The latest is a rather sinister attempt to brainwash our children with a new version of the Arabian Nights...Jamillah and Aladdin..starting tonight on CBBC.
I noted the programme in the Sunday Times TV review. I was going to ignore it though I suspected it was a programme with a message or two, not just a positive feminine role model with a ‘feisty girl’ in the lead, but perhaps the usual subtext about diversity, immigrants and of course Islam, it being set in the Middle East…love the characters, love Islam if just by default. Then I had a look at the Independent’s write up and that just confirmed I was probably right about the motivation behind producing such a programme….

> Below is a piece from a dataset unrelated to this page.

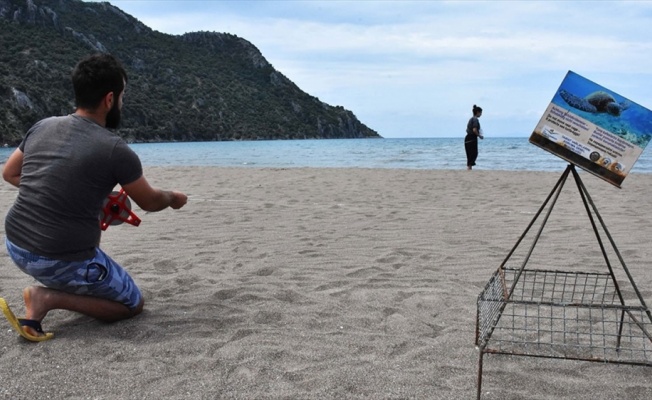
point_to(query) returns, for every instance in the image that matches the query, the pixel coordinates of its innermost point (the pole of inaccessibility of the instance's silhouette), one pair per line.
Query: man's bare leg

Why children should watch CBBC’s Jamillah and Aladdin this weekend
A new series based on the classic Arabian Nights story will air on Cbeebies and CBBC this weekend. It’s just the sort of diverse, positive series children need
Since the terror attacks in Paris two weeks ago, much has been written about what we should let children watch on television, and how much exposure to the news is advisable for young kids.
As the name suggests, it’s based on the classic Arabian Nights’ tale.

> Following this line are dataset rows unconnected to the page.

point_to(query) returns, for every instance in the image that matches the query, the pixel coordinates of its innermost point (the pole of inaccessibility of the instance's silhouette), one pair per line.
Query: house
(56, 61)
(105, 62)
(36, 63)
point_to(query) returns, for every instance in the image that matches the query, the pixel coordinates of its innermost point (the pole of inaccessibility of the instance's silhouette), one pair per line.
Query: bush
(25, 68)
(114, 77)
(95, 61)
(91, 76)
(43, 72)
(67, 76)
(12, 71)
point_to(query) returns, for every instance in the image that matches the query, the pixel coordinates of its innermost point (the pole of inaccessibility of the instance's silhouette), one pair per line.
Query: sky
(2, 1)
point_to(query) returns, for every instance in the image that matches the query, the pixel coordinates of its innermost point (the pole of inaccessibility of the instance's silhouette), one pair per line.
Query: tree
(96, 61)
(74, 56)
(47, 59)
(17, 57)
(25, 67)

It’s perfect timing, I think. When we want to show children that other countries and cultures can be celebrated and enjoyed – and are not just places of bombs and fear. The cast looks like the Britain we recognise – the three lead rolls are played by black actors – and the characters are inquisitive. Genie translates Jamillah’s request for “an adventure” into a trip to the Middle East. She is transfixed in the bazaar by the snake charmers the belly dancers and the street vendors. Maybe some of the children watching will recognise the name Baghdad from the news and come to think about this city and others like it in a different light. And in Jamillah and Aladdin’s friendship they might see that while not all children look, talk or have the same beliefs as us, we can still all be mates and equals not foes.

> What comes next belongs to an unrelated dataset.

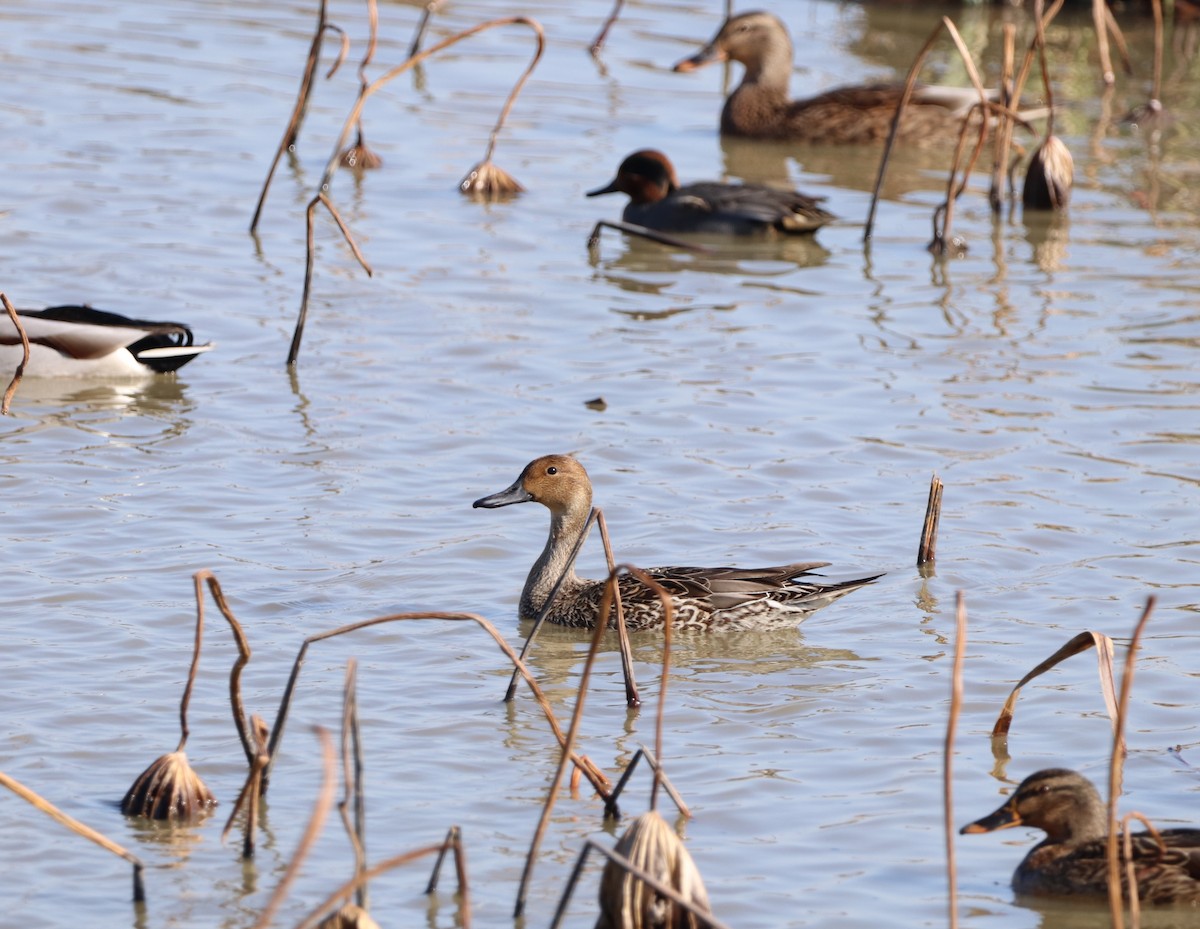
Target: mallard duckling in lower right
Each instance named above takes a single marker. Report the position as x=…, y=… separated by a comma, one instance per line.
x=658, y=202
x=1072, y=859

Of course, it’s just a TV programme and we shouldn’t over-blow its importance, But, if we continue with positive, diverse programming, then it can play a role in shaping the next generation’s belief systems, values and morals.In an interview, 11-year-old Blossom was asked what her three wishes would be, given the chance. Her first? “Equality in the world.” Nice.
Sweet. But propaganda all the same, showing us loveable Muslims from which we, the children, are supposed to pick up the unspoken message that if ‘muslims’ are loveable then Islam could be as well. What did the Jesuits, channelling Aristotle apparently, say? ‘Give Me the Child Until He is Seven, and I Will Show You the Man‘”
Shame the BBC is promoting another set of religious fanatics to young impressionable minds…..perhaps a better education about Islam would be more helpful to the children to make them understand what is going on in the world and what is the motivation behind terror attacks rather than a cosy little programme promoting love and harmony when unfortunately one side has no intention of ‘honouring’ such sentiments.
This cartoon in the Times illustrates the problem with the narrative which buries its head in the sand on one subject…..
The problem isn’t primarily the fact that Saudi is a harsh regime chopping off heads, the problem is the reasons why they do it…and, more importantly, why they are allowed to come into this country spreading highly inflammatory fundamentalist Islamic propaganda through Mosques, universities, Islamic ‘information’ centres, madrassas and of course not forgetting the close ties with the great and the good in our society, not to mention the Government itself.
The problem is the theology behind the sword not the fact of the sword itself. But who dares mention that?….except Rod Liddle in the Sunday Times who, jokingly, em, suggests we would be just as well to bomb Luton as the Islamic State because it is the ideology not IS itself that is the problem. Bomb IS and ‘radical’ Islam still exists….hoever bombing IS will stop a lot of killing on a grand and savage scale.